One of the things that came up in conversation last night was how to say ‘to save’ in French. As is often the case, there are a number of different translations of this word, depending on the context:
sauver = to save (person, animal, jewels, building etc), rescue, salvage
– sauver la vie â/de qcn = to save sb’s life
– sauver sa peau = to save one’s skin, neck, hide
– sauver son âme = to save one’s soul
– sauver les apparences = to keep up appearances
– sauver la face = to save face
– sauve-qui-peut = stampede / every man for himself / run for your life
There is also a reflexive version of this verb, se sauver, which means to run away, to be off. For example, Il s’est sauvé à toutes jambes (He ran away as fast as he could); Allez, je me sauve! (Right, I’m off! / I’m out of here!).
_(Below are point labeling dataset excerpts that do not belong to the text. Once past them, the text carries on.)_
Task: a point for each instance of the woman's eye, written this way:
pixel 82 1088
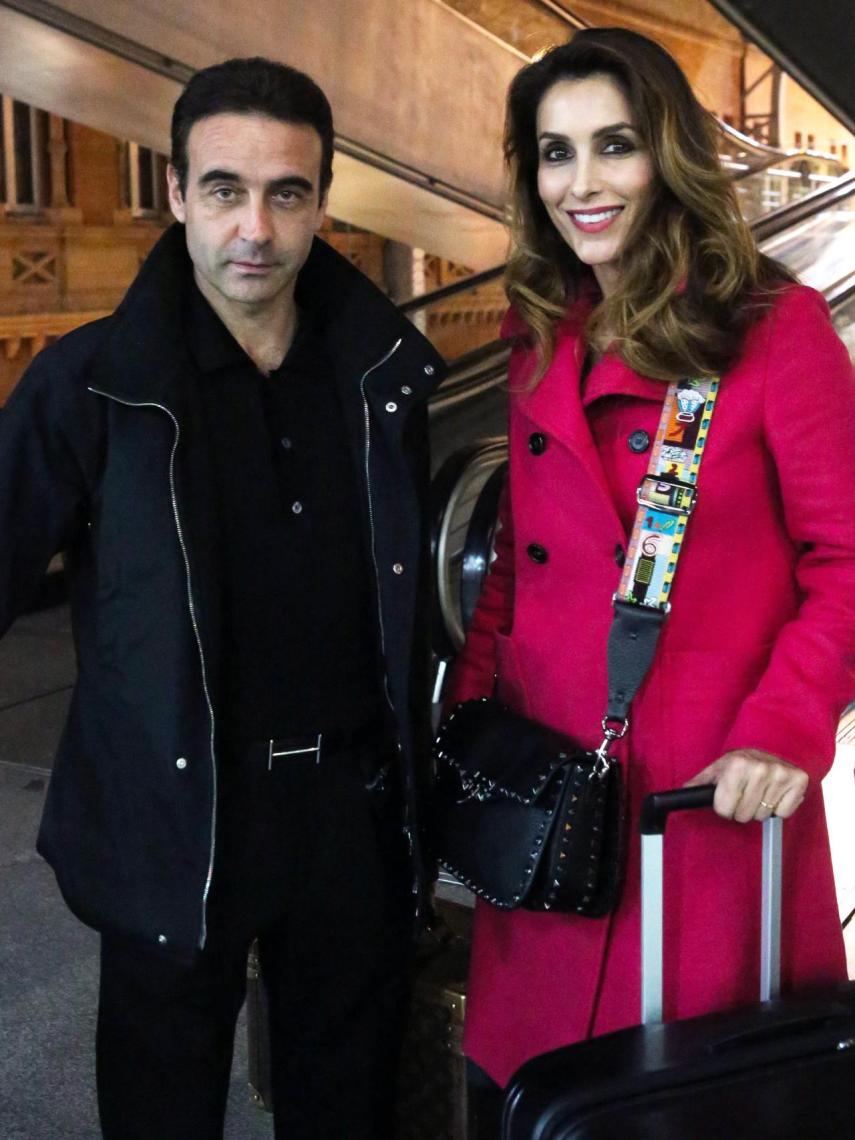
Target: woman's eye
pixel 555 152
pixel 618 146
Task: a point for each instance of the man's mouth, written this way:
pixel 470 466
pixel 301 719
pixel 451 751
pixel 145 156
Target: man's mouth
pixel 594 221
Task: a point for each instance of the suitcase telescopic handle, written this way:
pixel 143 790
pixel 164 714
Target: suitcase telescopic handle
pixel 654 815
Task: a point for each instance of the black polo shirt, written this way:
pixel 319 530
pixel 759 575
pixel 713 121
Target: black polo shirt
pixel 298 625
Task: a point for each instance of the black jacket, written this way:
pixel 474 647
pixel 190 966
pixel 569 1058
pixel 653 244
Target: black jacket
pixel 100 457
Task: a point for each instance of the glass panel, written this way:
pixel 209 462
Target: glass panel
pixel 786 180
pixel 3 197
pixel 465 320
pixel 821 250
pixel 146 179
pixel 845 323
pixel 23 154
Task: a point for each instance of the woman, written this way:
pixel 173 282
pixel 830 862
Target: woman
pixel 632 267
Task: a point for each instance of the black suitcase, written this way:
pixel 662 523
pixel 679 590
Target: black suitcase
pixel 776 1071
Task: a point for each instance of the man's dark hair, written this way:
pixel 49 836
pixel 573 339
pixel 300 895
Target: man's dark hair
pixel 252 87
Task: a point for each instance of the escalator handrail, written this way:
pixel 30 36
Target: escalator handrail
pixel 445 291
pixel 768 226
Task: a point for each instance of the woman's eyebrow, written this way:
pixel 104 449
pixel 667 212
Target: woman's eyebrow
pixel 597 133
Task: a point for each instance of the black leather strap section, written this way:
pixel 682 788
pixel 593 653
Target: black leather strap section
pixel 632 644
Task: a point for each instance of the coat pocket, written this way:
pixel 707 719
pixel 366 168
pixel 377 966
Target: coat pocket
pixel 510 682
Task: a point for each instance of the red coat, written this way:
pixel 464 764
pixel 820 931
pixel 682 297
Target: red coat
pixel 758 651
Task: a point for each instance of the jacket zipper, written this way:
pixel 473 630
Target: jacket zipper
pixel 366 415
pixel 195 630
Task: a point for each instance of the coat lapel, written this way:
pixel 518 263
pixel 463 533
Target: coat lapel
pixel 555 407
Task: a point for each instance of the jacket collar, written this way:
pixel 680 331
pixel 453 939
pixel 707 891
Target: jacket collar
pixel 146 359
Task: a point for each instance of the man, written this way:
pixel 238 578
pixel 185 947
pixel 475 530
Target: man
pixel 235 464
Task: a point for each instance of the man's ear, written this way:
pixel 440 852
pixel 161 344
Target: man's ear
pixel 322 209
pixel 176 197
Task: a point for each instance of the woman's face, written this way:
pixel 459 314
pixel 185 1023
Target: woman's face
pixel 594 171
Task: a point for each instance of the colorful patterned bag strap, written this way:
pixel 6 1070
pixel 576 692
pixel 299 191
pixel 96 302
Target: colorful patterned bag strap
pixel 666 498
pixel 667 494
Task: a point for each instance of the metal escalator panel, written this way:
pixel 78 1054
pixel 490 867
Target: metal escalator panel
pixel 783 181
pixel 820 249
pixel 809 41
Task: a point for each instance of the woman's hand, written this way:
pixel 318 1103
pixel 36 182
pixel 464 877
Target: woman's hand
pixel 751 784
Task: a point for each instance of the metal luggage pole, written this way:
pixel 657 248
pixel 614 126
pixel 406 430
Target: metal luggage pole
pixel 654 815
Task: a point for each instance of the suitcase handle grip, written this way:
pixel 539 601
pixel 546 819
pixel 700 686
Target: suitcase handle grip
pixel 659 805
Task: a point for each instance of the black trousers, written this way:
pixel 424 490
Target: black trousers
pixel 314 863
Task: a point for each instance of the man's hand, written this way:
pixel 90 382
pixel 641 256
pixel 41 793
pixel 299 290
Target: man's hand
pixel 751 784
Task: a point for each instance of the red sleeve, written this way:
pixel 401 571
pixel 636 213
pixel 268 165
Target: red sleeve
pixel 809 424
pixel 474 669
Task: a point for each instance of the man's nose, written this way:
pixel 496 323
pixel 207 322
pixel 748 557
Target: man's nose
pixel 255 225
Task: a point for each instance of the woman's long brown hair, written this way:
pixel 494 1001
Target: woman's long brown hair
pixel 691 276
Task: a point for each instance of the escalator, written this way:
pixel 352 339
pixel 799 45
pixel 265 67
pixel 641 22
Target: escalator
pixel 814 236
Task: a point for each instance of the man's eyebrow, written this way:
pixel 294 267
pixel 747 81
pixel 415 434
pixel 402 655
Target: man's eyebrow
pixel 291 182
pixel 288 182
pixel 599 133
pixel 218 176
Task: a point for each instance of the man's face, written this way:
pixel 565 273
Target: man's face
pixel 251 206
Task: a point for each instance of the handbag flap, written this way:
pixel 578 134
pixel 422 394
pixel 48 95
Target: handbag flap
pixel 498 752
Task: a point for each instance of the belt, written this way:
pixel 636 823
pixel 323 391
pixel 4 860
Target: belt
pixel 314 747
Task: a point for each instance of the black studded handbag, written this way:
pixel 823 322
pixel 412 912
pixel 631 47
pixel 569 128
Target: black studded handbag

When you want to talk about saving money, time or energy the word to use économiser. For example, vous économisez un euro si vous achetez 3 pacquets (You save a euro if you buy 3 packets). If you’re talking about putting money, food or other things aside for a rainy day though, the expression to use is mettre de côté or garder. For example, il garde les vieux journaux pour les bonnes œuvres (he’s saving (up) old newspapers for charity).
The French equivalents for ‘to save a goal’ are empêcher de marquer, faire un blocage or sauver un but.
The word sauver comes from the Old French salver/sauver, from the late Latin salvāre (to save), from the Latin salvus (safe, secure, immune from punishment, intact, undamaged), from the Proto-Indo-European base *sol- (whole). The English words save, safe, salvage, salver, saviour and salvation come from the same roots.